Thursday, June 18, 2015

Wajir's first tarmac nears completion

There is excitement and hope filling the air in the dusty town of Wajir. Residents are joyful of the new tarmac road coming up along numerous stretches of roads within Wajir town.  

 SaadiaAbdishukri sells fresh farm produces like kale and water melons along the busy Isiolo-Wajir road. She expresses her excitement of the new road but quickly registers her complain of the dust caused by huge trucks and tractors working on the road.

 "This project will improve our economy but currently there is too much dust. We have to carefully arrange and package our goods because the first thing that scares away our customers is the dust around," said Abdishukri.

 Wajir county government has embarked on this flagship project more than a year ago after completing the design work and survey of the road. It consists of 28 kilometers of tarmac inter-connecting seven main streets within Wajir town.

 "Our biggest flagship project which costs us at 1.2 billion is at the completion stage.
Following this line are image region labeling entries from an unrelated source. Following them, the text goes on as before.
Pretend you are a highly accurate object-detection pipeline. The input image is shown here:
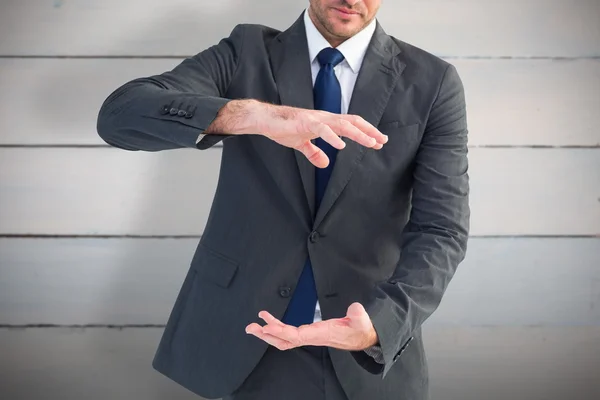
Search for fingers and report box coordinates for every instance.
[310,121,346,150]
[246,323,297,350]
[297,141,329,168]
[332,116,377,147]
[258,311,285,325]
[342,114,388,144]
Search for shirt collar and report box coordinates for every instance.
[304,9,376,74]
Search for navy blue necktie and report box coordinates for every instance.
[282,47,344,326]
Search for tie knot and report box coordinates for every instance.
[317,47,344,67]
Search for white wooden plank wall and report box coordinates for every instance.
[0,0,600,400]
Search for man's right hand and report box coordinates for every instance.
[204,100,388,168]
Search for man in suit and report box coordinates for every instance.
[98,0,469,400]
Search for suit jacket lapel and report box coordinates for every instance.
[270,14,315,222]
[314,23,406,228]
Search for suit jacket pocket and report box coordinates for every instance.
[193,244,239,288]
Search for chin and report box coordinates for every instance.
[330,20,361,38]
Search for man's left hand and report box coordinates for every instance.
[246,303,378,351]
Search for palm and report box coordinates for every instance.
[246,303,377,350]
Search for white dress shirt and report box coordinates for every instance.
[304,10,376,322]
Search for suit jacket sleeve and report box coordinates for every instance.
[97,25,244,151]
[352,64,470,379]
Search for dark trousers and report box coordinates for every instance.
[223,346,348,400]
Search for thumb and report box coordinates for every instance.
[346,303,372,330]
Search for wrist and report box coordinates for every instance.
[204,99,259,135]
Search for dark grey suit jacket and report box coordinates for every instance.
[97,12,470,400]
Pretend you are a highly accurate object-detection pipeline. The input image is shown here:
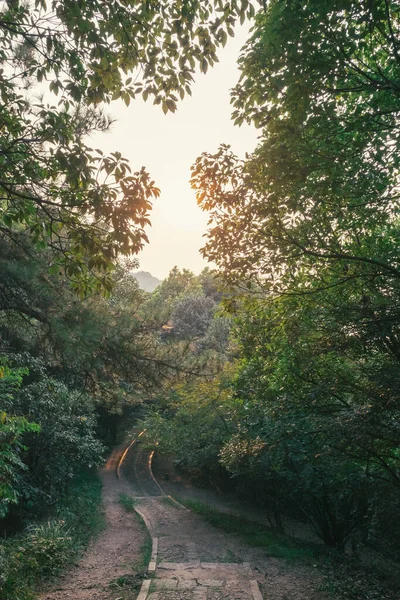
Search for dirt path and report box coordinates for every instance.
[40,448,146,600]
[121,443,325,600]
[40,436,326,600]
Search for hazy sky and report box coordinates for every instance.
[92,28,257,279]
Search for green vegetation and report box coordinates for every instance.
[0,472,105,600]
[0,0,400,600]
[173,498,320,563]
[119,494,136,512]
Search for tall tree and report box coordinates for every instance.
[0,0,253,292]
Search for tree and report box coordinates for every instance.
[192,0,400,293]
[187,0,400,548]
[171,294,215,339]
[0,0,253,292]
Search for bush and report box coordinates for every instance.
[0,472,104,600]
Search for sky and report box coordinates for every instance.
[92,27,257,279]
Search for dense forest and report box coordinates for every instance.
[0,0,400,600]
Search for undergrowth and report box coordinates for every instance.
[177,497,399,600]
[179,498,323,562]
[119,494,152,574]
[0,472,105,600]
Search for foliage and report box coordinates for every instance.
[175,498,324,563]
[0,472,104,600]
[145,375,235,473]
[186,0,400,552]
[0,0,254,294]
[0,356,40,519]
[171,294,215,339]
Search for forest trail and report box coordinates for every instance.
[39,446,146,600]
[120,442,325,600]
[40,436,325,600]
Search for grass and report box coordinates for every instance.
[179,498,324,562]
[173,498,399,600]
[119,494,152,574]
[0,472,105,600]
[119,494,137,512]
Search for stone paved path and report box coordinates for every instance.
[121,443,263,600]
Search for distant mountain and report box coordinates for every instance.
[134,271,161,292]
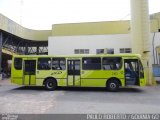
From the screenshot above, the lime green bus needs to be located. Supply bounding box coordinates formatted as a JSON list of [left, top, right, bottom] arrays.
[[11, 54, 146, 91]]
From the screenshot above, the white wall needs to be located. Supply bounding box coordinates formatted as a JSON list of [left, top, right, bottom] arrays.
[[48, 34, 131, 55], [48, 32, 160, 64]]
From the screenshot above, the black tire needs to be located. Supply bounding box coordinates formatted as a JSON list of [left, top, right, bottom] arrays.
[[44, 78, 57, 91], [106, 79, 120, 92]]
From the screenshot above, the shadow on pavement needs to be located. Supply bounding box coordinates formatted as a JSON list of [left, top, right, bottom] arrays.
[[12, 86, 143, 93]]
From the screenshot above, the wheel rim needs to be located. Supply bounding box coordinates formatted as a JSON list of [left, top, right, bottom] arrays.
[[47, 82, 54, 88], [109, 83, 117, 89]]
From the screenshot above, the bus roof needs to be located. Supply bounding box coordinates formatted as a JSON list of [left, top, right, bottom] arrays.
[[13, 54, 141, 58]]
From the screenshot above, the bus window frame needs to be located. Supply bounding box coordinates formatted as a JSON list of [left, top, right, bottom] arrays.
[[37, 57, 52, 70], [51, 57, 67, 70], [102, 57, 124, 71], [81, 57, 102, 71]]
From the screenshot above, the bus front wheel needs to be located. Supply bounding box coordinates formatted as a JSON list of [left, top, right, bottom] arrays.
[[107, 79, 119, 92], [44, 78, 57, 91]]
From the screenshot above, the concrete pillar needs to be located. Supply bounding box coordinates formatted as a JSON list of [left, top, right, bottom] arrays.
[[0, 31, 3, 80], [130, 0, 152, 85]]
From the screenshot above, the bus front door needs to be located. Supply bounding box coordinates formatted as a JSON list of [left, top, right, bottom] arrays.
[[23, 60, 36, 85], [67, 60, 81, 86], [124, 59, 139, 85]]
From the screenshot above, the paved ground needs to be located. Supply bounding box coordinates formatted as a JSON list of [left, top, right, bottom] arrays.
[[0, 80, 160, 114]]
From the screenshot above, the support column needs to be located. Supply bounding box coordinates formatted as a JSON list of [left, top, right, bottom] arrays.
[[0, 31, 3, 80], [36, 46, 39, 55], [130, 0, 153, 85]]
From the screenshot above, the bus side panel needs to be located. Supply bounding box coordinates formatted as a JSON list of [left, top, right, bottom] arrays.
[[81, 70, 125, 87], [36, 70, 67, 86], [11, 60, 23, 85]]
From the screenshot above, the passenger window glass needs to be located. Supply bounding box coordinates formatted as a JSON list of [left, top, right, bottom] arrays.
[[52, 58, 66, 70], [38, 58, 51, 70], [82, 58, 101, 70], [103, 57, 122, 70], [14, 58, 22, 70]]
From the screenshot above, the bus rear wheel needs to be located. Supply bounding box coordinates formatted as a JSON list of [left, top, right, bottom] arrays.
[[44, 78, 57, 91], [107, 79, 119, 92]]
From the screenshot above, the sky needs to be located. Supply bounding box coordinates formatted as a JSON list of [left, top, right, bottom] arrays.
[[0, 0, 160, 30]]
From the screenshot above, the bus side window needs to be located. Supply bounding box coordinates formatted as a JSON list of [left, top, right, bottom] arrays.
[[82, 57, 101, 70], [37, 58, 51, 70], [14, 58, 22, 70], [52, 58, 66, 70], [102, 57, 122, 70]]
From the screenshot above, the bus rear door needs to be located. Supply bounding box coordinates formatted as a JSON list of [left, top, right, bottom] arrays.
[[67, 59, 81, 86], [23, 59, 36, 85]]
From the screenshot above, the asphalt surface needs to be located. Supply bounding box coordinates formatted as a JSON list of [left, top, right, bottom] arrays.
[[0, 80, 160, 114]]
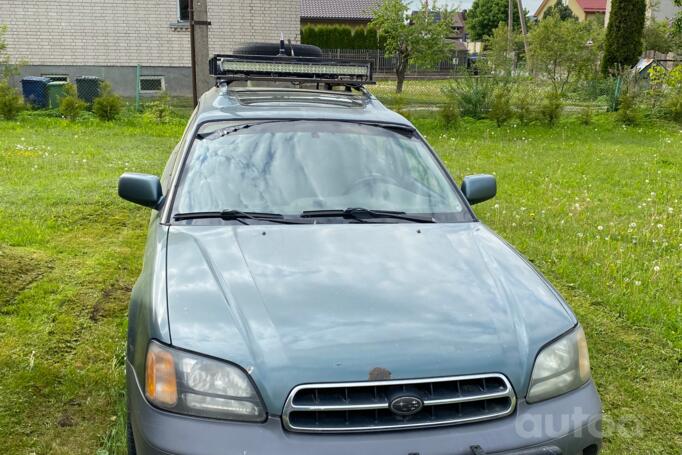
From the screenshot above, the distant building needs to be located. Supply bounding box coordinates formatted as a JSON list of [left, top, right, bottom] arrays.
[[535, 0, 607, 22], [0, 0, 301, 96], [301, 0, 381, 27], [604, 0, 682, 25]]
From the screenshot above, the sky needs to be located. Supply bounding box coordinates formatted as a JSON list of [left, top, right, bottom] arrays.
[[404, 0, 542, 14]]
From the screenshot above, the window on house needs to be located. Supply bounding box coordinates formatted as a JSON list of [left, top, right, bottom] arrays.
[[140, 76, 166, 93], [178, 0, 189, 21], [42, 74, 69, 82]]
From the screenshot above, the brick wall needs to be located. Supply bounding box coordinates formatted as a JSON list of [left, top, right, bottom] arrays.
[[0, 0, 300, 66]]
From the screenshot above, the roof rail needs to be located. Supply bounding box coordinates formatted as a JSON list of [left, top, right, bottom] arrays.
[[209, 54, 375, 88]]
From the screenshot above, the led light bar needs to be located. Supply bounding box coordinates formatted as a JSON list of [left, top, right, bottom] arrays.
[[211, 55, 372, 84]]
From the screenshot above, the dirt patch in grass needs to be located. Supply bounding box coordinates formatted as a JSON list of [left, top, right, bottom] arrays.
[[90, 282, 132, 322], [0, 246, 51, 311]]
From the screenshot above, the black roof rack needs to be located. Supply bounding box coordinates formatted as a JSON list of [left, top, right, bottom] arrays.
[[209, 54, 375, 88]]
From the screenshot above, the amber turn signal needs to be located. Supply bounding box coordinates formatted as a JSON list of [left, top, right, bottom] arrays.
[[145, 342, 178, 408]]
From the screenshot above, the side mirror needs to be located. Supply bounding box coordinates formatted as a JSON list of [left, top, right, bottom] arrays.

We now have to focus on developing the sub-counties," Wajir governor Ahmed Abdullahi said yesterday while speaking to the media in Wajir town after a fund drive for Al-Flah Islamic Institution.


"Selifies" and attraction of the site

 The first batch of the road which currently being surfaced with bitumen is the new craze in town. Tens of people walk towards that section of the road every morning and afternoon to see the progress being made.

 17 year old Abdirizak Ahmed and his friend Abshir Abdullahi pose for a selfie on the new bitumen surface using their mobile phone.

 "I will post this photo on my facebook. I am among the first people who posed for selifie here (on the new tarmac road)," Ahmed said.

Constructors at the site are however complaining of the difficult task of controlling people who want to see the test of the new road.

 "Some people will hit the fresh bitumen with their bare hands or hit it with their legs. Others want to pose for photos and will criss-cross the road," lamented Dan Wahome, a worker at the site.